NA SOMBRA DO INVERNO NUCLEAR

A tragédia da imperfeição humana reside no contraste entre a tendência para criar problemas bicudos e a escassez do talento para os resolver de modo satisfatório. O chanceler Konrad Adenauer tinha uma formulação menos lisonjeira para esta incómoda característica da condição humana. Dizia ele: “Tendo em vista que Deus limitou a inteligência do homem, parece injusto que Ele não tenha também limitado a sua estupidez”. Na verdade, a desmesura da ignorância e da imprudência abundam na situação de ameaça permanente em que vivemos desde o início da invasão russa da Ucrânia, há quase um ano. O fator central, que mesmo responsáveis políticos e militares tendem a subestimar, é a entrada de toda a comunidade internacional num território novo, com perigosas ameaças sem precedente. Nem no tempo da guerra-fria – quando existia muito mais gente em lugares de decisão com uma cultura dos riscos associados a uma guerra entre potências nucleares – vivemos um período tão longo de conflito envolvendo, diretamente (Rússia) e indiretamente (EUA, Reino Unido e França), potências equipadas com arsenais nucleares. O caso mais dramático durante a guerra-fria durou 12 dias (a crise dos mísseis de Cuba, de 16 a 28 de outubro de 1962). A enorme tensão foi então desfeita através de um compromisso, sem mortandade. Na Ucrânia, pelo contrário, todos os dias morrem centenas de jovens soldados e civis, sem qualquer perspetiva de termo das hostilidades.

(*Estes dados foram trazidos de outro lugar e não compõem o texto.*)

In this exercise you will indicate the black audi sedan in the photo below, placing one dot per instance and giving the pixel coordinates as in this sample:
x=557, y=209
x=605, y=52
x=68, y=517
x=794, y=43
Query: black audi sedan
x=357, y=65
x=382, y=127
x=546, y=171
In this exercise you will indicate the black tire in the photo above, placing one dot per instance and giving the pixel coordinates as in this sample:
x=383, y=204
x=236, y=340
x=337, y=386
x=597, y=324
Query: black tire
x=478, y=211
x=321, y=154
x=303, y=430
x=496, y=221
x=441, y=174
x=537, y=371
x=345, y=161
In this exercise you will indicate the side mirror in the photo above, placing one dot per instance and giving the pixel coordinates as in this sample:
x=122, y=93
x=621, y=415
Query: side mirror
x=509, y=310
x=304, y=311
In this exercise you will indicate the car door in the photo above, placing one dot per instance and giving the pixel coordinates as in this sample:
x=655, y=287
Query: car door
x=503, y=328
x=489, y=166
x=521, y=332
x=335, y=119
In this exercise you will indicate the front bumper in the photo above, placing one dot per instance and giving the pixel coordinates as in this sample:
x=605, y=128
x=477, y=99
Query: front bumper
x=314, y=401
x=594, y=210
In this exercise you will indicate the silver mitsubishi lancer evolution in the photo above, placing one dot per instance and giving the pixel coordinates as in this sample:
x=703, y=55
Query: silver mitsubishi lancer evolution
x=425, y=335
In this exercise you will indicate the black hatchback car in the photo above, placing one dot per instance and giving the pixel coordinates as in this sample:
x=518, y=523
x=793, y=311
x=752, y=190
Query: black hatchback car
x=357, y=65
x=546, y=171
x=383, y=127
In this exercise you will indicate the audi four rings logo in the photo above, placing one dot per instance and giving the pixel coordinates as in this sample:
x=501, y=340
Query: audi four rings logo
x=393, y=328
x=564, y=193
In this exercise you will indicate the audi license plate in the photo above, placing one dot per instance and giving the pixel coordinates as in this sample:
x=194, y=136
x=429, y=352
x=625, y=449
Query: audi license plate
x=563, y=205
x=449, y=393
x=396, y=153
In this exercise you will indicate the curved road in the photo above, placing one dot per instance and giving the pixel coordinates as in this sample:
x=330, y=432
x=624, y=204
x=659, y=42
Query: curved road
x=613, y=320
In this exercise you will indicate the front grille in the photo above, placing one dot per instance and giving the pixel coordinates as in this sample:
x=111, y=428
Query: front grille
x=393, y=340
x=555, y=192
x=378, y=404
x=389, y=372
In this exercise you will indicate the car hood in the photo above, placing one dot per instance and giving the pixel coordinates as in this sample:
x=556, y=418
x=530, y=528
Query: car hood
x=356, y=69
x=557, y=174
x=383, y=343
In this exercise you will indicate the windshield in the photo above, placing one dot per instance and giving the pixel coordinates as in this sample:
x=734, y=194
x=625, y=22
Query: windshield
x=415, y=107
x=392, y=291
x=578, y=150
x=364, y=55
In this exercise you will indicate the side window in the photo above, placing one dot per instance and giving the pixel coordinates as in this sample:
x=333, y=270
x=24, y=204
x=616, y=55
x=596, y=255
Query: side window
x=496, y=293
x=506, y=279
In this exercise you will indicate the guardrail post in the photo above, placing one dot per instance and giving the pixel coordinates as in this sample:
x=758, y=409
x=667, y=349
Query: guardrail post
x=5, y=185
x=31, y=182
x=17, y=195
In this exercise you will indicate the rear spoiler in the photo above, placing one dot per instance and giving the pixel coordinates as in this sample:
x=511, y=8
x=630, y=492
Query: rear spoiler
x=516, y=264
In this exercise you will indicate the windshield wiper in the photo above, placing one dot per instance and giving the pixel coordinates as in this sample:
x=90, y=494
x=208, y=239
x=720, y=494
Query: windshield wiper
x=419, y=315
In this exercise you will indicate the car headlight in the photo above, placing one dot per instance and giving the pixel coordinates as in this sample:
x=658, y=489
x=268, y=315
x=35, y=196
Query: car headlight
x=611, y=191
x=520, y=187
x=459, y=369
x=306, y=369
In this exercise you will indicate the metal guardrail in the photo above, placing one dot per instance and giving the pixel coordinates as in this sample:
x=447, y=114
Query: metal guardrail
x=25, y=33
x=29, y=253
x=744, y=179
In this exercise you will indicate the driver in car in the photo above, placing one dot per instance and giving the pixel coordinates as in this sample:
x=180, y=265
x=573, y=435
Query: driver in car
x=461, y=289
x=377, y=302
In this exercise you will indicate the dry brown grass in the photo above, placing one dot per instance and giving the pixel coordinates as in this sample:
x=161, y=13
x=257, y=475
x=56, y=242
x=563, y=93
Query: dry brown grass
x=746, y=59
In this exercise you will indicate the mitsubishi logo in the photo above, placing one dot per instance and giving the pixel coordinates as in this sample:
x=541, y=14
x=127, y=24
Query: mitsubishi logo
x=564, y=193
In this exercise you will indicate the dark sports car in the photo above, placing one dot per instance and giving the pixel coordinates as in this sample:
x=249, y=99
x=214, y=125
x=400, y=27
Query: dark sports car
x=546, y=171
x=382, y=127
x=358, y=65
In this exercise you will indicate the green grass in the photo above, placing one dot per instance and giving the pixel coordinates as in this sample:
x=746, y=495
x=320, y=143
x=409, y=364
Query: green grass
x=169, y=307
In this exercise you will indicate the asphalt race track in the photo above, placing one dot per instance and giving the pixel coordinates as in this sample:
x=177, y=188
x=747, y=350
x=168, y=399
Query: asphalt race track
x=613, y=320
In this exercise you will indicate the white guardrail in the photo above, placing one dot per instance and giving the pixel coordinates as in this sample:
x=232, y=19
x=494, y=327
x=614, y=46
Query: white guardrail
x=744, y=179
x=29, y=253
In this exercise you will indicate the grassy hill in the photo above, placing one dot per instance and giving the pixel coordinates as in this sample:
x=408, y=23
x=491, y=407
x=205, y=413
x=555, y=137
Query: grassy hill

Se o comportamento passado é o maior preditor do comportamento futuro, então escasseiam as razões para confiarmos em que haverá talento, no derradeiro segundo antes da meia-noite, para evitar o mergulho no abismo. Esta guerra não teve geração espontânea, mas foi, pelo contrário, preparada por décadas de incompetência diplomática, surdez estratégica, e miopia política em grau extremo. Quem não soube manter a paz quando tal era fácil, dificilmente será capaz de a restaurar quando em ambos os lados da barricada são os tambores de guerra que se impõem. A escalada do patamar convencional para o nuclear tático, e deste para o nuclear intermédio, ou até estratégico, pode ser decidida num par de horas em que o ardor da raiva venceria a frieza do cálculo. De acordo com dados atualizados a16 de janeiro pela Federation of American Scientists, a Rússia e os EUA possuem 90% das ogivas nucleares mundiais, respetivamente, 4 447 e 3 708. Em agosto, a revista Nature Food elaborou um cenário sobre as consequências de uma guerra aberta entre Washington e Moscovo. O resultado seria diabólico: 360 milhões de pessoas morreriam pelo impacto direto das bombas de hidrogénio (fusão nuclear) sobre as capitais e cidades mais importantes. O pior chegaria depois através do “inverno nuclear”, que poderia matar nos dois anos seguintes até 5 mil milhões de pessoas em todo o globo (mesmo nos países não envolvidos diretamente no conflito), em consequência do arrefecimento planetário brusco e duradouro provocado pela concentração, nas camadas mais altas da troposfera e mais baixas da estratosfera, de 150 milhões de toneladas de fuligem, gerada pelas destruições maciças. Os sobreviventes enfrentariam a fome decorrente do fracasso das colheitas e das pescas, o frio, as doenças, o caos decorrente do colapso dos sistemas e serviços complexos e interdependentes em que assenta a vida civilizada. Nesta guerra o que está em causa não é a vitória ou a derrota de uma das partes, mas evitar que todos percamos tudo.

Viriato Soromenho-Marques

Publicado no Diário de Notícias de 21 de janeiro de 2023, página 10.